Results 1 to 10 of 11
What speed 'should' he get?
This is a discussion on What speed 'should' he get? within the Sky Broadband help forums, part of the Sky Broadband help and support category; Was round at a friends house and noticed his speed was something like 1024 download, with an snr of 6.4 ...
- 30-01-14, 11:43 AM #1
What speed 'should' he get?
Was round at a friends house and noticed his speed was something like 1024 download, with an snr of 6.4 and attenuation around 46. So I plugged his router into the test socket to bypass his manky extensions wiring and the snr shot up to over 30db and the attenuation dropped to around 44. Once we've relocated his router to be there permanently, I just wondered what speed he's likely to get once we've spoken to Sky (hopefully there and then and not with a line training period to go through).
thanks
joe
Advertisement- 30-01-14, 11:49 AM #2
Re: What speed 'should' he get?
If he's using a sagem 2504n, sr101 or sr102 and has DLM train the line, it could be 9Mb+.
Otherwise, 7-8Mb would be the norm to expect.
-
The Following User Says Thank You to gymno For This Useful Post:
joe pineapples (30-01-14)
- 30-01-14, 11:55 AM #3
Re: What speed 'should' he get?
Nah its the old white Netgear one. I think he'd be pleased with 7-8 to be honest
- 30-01-14, 12:18 PM #4
Re: What speed 'should' he get?
Yeah, as long as he's not on 'connect', if you did get someone at sky willing to manually configure it, 7-8Mb is what a downstream attenuation of 44db usually yields.
All lines are different though, so it could be a little outside of that range.
One limitation of doing it manually though is that they can only use a target downstream noise margin of 7db.

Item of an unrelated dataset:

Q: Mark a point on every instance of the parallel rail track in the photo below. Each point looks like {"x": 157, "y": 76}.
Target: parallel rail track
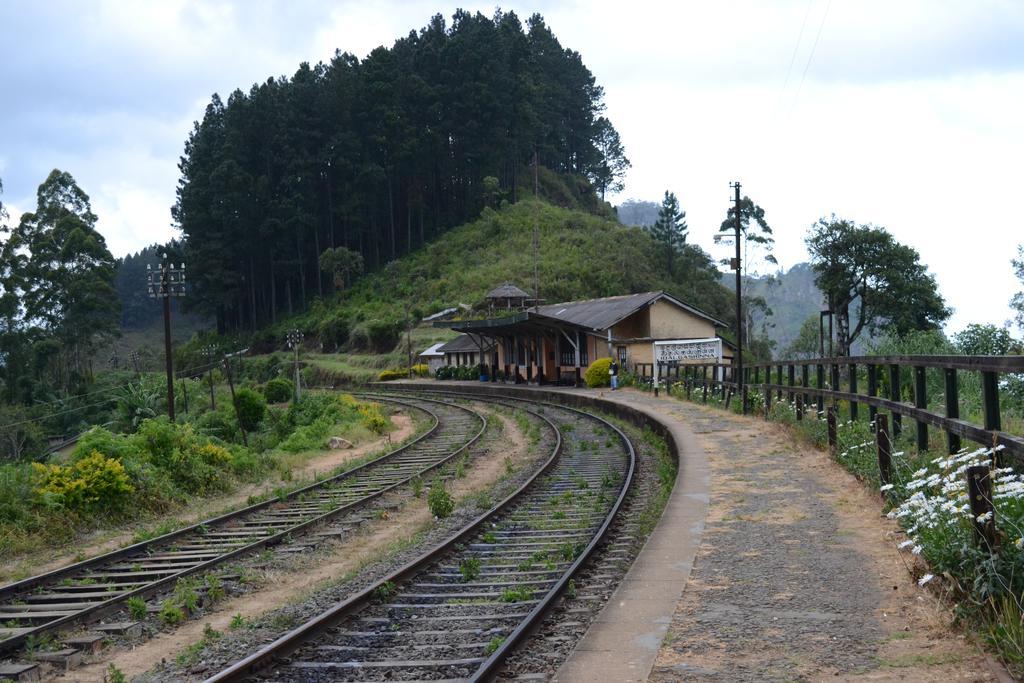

If DLM were to train it, it would most likely use 6db, which can sometimes yield an extra 1Mb.
- 30-01-14, 12:26 PM #5
Re: What speed 'should' he get?
No, same exchange as me so should be ok. Thanks for the tip on the DLM process. Might ask them to do that instead then.
- 30-01-14, 12:38 PM #6
Re: What speed 'should' he get?
Some people have been cheeky & had both done.
Manual configuration to last for the rest of that day.
DLM set running to sync in the early hours of the following morning.
- 30-01-14, 05:58 PM #7
Re: What speed 'should' he get?
Well I thought that would have been a straight forward call to Sky, after identifying the problem at our end and rectifying it at our end (router now plugged into master socket through good quality faceplate, giving same 30.xdb snr as test socket). Spoke to their 1st line of help (not the CS team) and she apparently tried changing the speed, which wouldn't 'budge'(?). She was plesent enough to be honest, but I'd have gladly swapped that for some extra knowledge on her part. Anyway she's escalated it to the next level up (CS team), and they're going to do a '72 hour line test'
(there's nothing wrong with the soddin line as I already explained to her). Hopefully she meant they'll tweak the speed and make use of that extra snr they now have, which is all I wanted in the first place.....and has been done in the past on my own connection within the space of a few minutes, NOT 72 hours!!.
- 30-01-14, 06:25 PM #8
Re: What speed 'should' he get?
Yeah, i know where you're coming from.
It's a shame that all sky reps can't just have a big red DLM button on screen, ready to click.
I guess i've always been lucky in that respect.
Never had a reason to be frustrated with sky on the phone, so far.
I suppose by law of averages it must happen one day...
- 30-01-14, 07:35 PM #9
What speed 'should' he get?
When tier one are going through their troubleshooting their guide will ask if the available speed is higher than the trained in speed which they will be able to see, if they select yes to this answer they then get the option to run DLM.
If the option is not there for them to select then it means DLM is already running(perhaps automatically due to the changes you made or perhaps it was already due to instability when connected through an extension) however their system may not have updated at their end to show it was running.
If they do select DLM to run then they would not see an instant increase as DLM does not start straight away and the router wont retrain until the early hours of the morning so you may find that even though the issue was escalated DLM will actually be running and may increase the speed without having to wait 72 hours.
Sent from my iPad using Tapatalk HD
-
The Following User Says Thank You to Hedgehog1979 For This Useful Post:
joe pineapples (30-01-14)
- 06-02-14, 01:23 PM #10
Re: What speed 'should' he get?
Just to conclude this (hopefully), he's now getting 9.2 down with an snr @4.8. He'll be chuffed if it stays at that
. Two more days to go though guessing its now finished.